Introduction to Weaving on a Loom with Bobbie – June 11 Class in Philadelphia
May 8, 2022, 11:09 am
Filed under: Introduction class with Bobbie, Weaving on a Loom

Bobbie is an art historian, and she runs At Home Modern. When she lived in Philadelphia, she ran a business to help people create midcentury interiors. When she purchased a mid-century home, she went on the search for bargello pillows to complement the 1960′s house. Here’s a story about Bobbie and her pillows: Since moving to Maine, she became a fiber artist weaving pieces on looms. She returns to Philadelphia for an introduction to weaving class on June 11.
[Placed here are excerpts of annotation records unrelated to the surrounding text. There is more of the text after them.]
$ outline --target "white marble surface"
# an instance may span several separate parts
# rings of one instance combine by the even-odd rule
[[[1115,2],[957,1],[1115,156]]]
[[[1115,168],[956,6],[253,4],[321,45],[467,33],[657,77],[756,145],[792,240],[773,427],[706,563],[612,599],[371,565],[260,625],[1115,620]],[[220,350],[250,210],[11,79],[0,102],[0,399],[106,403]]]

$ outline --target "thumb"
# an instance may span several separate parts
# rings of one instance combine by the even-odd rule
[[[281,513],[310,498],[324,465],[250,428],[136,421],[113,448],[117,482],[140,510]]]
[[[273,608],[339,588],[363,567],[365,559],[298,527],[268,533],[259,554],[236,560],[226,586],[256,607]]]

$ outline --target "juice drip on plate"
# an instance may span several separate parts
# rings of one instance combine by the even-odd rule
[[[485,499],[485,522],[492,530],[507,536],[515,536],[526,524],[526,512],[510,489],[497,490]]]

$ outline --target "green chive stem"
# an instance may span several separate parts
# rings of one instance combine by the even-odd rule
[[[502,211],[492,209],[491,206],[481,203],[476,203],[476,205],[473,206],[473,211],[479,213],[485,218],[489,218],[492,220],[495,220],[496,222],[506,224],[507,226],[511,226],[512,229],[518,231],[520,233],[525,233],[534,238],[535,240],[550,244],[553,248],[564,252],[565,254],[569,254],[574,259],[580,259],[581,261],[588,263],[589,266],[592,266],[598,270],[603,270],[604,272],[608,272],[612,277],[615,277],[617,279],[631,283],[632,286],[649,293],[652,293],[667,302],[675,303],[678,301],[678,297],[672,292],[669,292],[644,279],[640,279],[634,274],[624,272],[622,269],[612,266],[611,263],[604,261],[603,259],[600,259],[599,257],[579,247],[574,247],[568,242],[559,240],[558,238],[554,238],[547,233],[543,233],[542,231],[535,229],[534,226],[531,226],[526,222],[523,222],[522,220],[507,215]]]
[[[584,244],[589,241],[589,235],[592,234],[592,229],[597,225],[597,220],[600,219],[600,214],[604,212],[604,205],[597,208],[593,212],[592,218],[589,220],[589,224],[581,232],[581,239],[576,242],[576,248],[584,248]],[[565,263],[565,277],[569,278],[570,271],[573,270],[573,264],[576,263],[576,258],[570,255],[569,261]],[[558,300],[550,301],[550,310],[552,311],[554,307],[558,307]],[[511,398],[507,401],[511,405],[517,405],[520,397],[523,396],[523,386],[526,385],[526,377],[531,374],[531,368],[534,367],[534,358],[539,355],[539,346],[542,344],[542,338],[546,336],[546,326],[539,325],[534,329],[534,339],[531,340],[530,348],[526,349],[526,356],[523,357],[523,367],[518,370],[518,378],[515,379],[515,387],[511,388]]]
Make your own woven wall hanging!

In this workshop, Bobbie says that students will learn the essentials of tapestry weaving by creating woven wall hangings using a frame loom. We will cover: • loom basics • fiber selection • weaving tools • warping a loom • stitches and knots • shapes and space • removing a weaving from the loom • various finishing techniques This workshop includes a 10-inch loom and everything you need to complete your tapestry (all yours to keep)! You are welcome to bring your own favorite yarns if you wish – I suggest bulky yarns (weight 5 or above) for beginners. Contact me (Bobbie) if you would like a larger loom for an upcharge: 14 inch +$10, 20 inch +30, 36 inch +$210.
Saturday, Jun 11, 2022 starting at 10:00 AM Eastern Daylight Time (EDT)

Total of 1 session for 3 hours 30 minutes

Cost $200

Contact Details

Second State Press, North American Street, Philadelphia, PA, USA


I (Melita) am already signed up and requested an upgrade for the 14” loom. Hope to see others there.